E così da giorni abbiamo solo calci nel sedere,
non sappiamo dove siamo, senza pane e senza bere
e questo pazzo scatenato che è il più ingenuo dei bambini
proprio ieri si è stroncato fra le pale dei mulini...
E' un testardo, un idealista, troppi sogni ha nel cervello:
io che sono più realista mi accontento di un castello.
Mi farà Governatore e avrò terre in abbondanza,
quant'è vero che anch'io ho un cuore e che mi chiamo Sancho Panza...
(don Chisciotte)
Salta in piedi, Sancho, è tardi, non vorrai dormire ancora,
solo i cinici e i codardi non si svegliano all'aurora:
per i primi è indifferenza e disprezzo dei valori
e per gli altri è riluttanza nei confronti dei doveri!
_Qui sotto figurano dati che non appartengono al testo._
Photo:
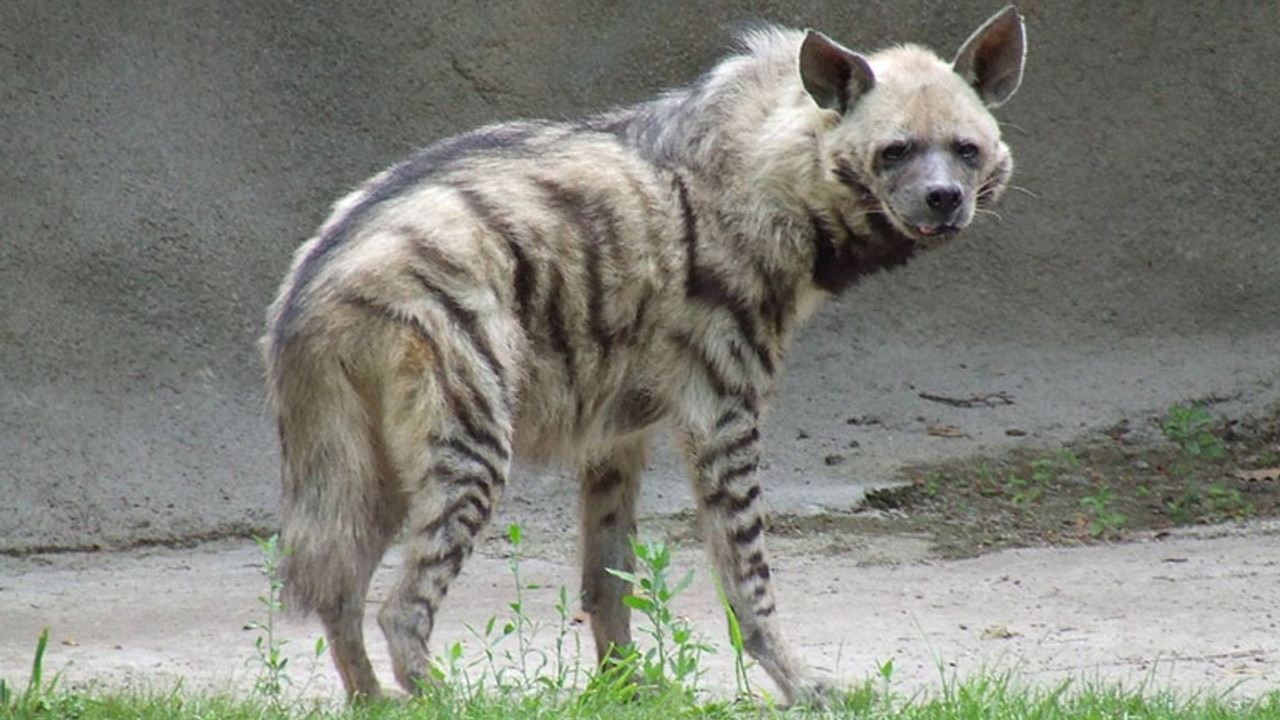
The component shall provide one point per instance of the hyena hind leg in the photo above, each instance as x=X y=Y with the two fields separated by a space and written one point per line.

L'ingiustizia non è il solo male che divora il mondo,
anche l'anima dell'uomo ha toccato spesso il fondo,
ma dobbiamo fare presto perché più che il tempo passa
il nemico si fa d'ombra e s'ingarbuglia la matassa...
(Sancho Panza)
A proposito di questo farsi d'ombra delle cose,
l'altro giorno quando ha visto quelle pecore indifese
le ha attaccate come fossero un esercito di Mori,
ma che alla fine ci mordessero oltre i cani anche i pastori
era chiaro come il giorno, non è vero, mio Signore?
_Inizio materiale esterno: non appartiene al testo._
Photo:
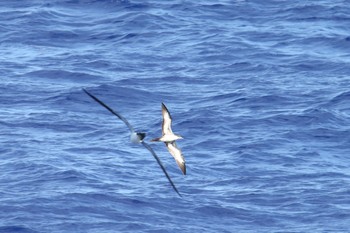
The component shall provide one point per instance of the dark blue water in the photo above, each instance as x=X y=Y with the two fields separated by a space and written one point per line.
x=260 y=91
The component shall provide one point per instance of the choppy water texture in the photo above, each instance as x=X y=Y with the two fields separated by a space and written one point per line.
x=260 y=90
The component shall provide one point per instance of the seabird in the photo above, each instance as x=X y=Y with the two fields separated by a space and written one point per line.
x=136 y=137
x=169 y=138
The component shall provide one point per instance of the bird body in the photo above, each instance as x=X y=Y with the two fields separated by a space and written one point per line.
x=136 y=137
x=169 y=138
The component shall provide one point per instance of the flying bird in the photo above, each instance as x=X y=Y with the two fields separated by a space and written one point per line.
x=136 y=137
x=169 y=138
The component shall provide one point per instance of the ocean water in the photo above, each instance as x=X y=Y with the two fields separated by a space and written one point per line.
x=260 y=91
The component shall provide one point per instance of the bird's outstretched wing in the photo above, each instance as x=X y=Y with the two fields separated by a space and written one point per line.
x=109 y=109
x=148 y=147
x=177 y=154
x=166 y=126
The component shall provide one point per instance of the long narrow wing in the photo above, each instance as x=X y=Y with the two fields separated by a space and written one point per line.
x=166 y=126
x=177 y=154
x=111 y=110
x=148 y=147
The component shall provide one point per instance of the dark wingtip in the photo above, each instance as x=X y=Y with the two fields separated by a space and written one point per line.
x=155 y=140
x=183 y=169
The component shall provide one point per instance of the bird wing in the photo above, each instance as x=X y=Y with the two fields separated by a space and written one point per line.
x=111 y=110
x=166 y=126
x=148 y=147
x=177 y=154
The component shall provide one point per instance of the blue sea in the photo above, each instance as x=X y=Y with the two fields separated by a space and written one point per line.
x=259 y=90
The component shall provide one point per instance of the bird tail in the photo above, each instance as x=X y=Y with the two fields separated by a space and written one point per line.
x=155 y=140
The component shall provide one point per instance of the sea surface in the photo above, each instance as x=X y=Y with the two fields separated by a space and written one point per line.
x=259 y=90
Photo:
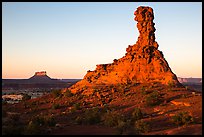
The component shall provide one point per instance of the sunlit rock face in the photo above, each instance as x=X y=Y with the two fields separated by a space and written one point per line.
x=142 y=63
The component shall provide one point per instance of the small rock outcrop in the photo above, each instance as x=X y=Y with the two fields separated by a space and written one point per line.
x=143 y=62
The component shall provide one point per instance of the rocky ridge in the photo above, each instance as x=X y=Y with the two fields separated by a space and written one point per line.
x=143 y=62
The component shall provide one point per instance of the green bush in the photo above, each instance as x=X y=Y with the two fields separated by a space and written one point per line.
x=141 y=126
x=153 y=99
x=182 y=118
x=26 y=97
x=111 y=118
x=77 y=106
x=137 y=114
x=68 y=93
x=32 y=129
x=56 y=93
x=92 y=116
x=55 y=106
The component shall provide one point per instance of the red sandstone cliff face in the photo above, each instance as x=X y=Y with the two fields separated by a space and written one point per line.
x=143 y=62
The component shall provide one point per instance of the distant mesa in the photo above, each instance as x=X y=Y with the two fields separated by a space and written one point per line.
x=41 y=73
x=190 y=80
x=143 y=62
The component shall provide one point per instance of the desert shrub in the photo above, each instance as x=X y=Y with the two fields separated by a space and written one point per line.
x=68 y=93
x=170 y=84
x=123 y=125
x=79 y=120
x=32 y=129
x=92 y=116
x=12 y=130
x=56 y=93
x=137 y=114
x=4 y=112
x=153 y=99
x=77 y=106
x=26 y=97
x=55 y=106
x=182 y=118
x=12 y=126
x=141 y=126
x=111 y=118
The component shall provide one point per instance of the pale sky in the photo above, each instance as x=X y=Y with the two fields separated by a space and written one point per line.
x=69 y=38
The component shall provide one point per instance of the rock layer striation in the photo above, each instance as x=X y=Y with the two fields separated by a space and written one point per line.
x=142 y=63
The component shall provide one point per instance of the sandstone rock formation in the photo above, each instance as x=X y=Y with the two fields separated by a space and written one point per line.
x=143 y=62
x=41 y=73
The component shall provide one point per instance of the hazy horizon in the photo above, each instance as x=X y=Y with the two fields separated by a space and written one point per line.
x=69 y=38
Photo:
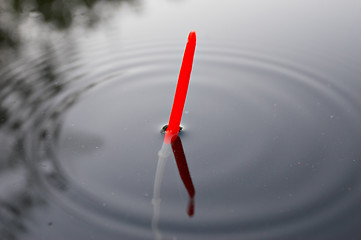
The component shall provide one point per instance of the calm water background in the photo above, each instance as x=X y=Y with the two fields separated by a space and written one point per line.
x=271 y=124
Io sarò un codardo e dormo, ma non sono un traditore,
credo solo in quel che vedo e la realtà per me rimane
il solo metro che possiedo, com'è vero... che ora ho fame!
(don Chisciotte)
Sancho ascoltami, ti prego, sono stato anch'io un realista,
ma ormai oggi me ne frego e, anche se ho una buona vista,
l'apparenza delle cose come vedi non m'inganna,
preferisco le sorprese di quest'anima tiranna
che trasforma coi suoi trucchi la realtà che hai lì davanti,
ma ti apre nuovi occhi e ti accende i sentimenti.
Prima d'oggi mi annoiavo e volevo anche morire,
ma ora sono un uomo nuovo che non teme di soffrire...
(Sancho Panza)
Mio Signore, io purtroppo sono un povero ignorante
e del suo discorso astratto ci ho capito poco o niente,
ma anche ammesso che il coraggio mi cancelli la pigrizia,
riusciremo noi da soli a riportare la giustizia?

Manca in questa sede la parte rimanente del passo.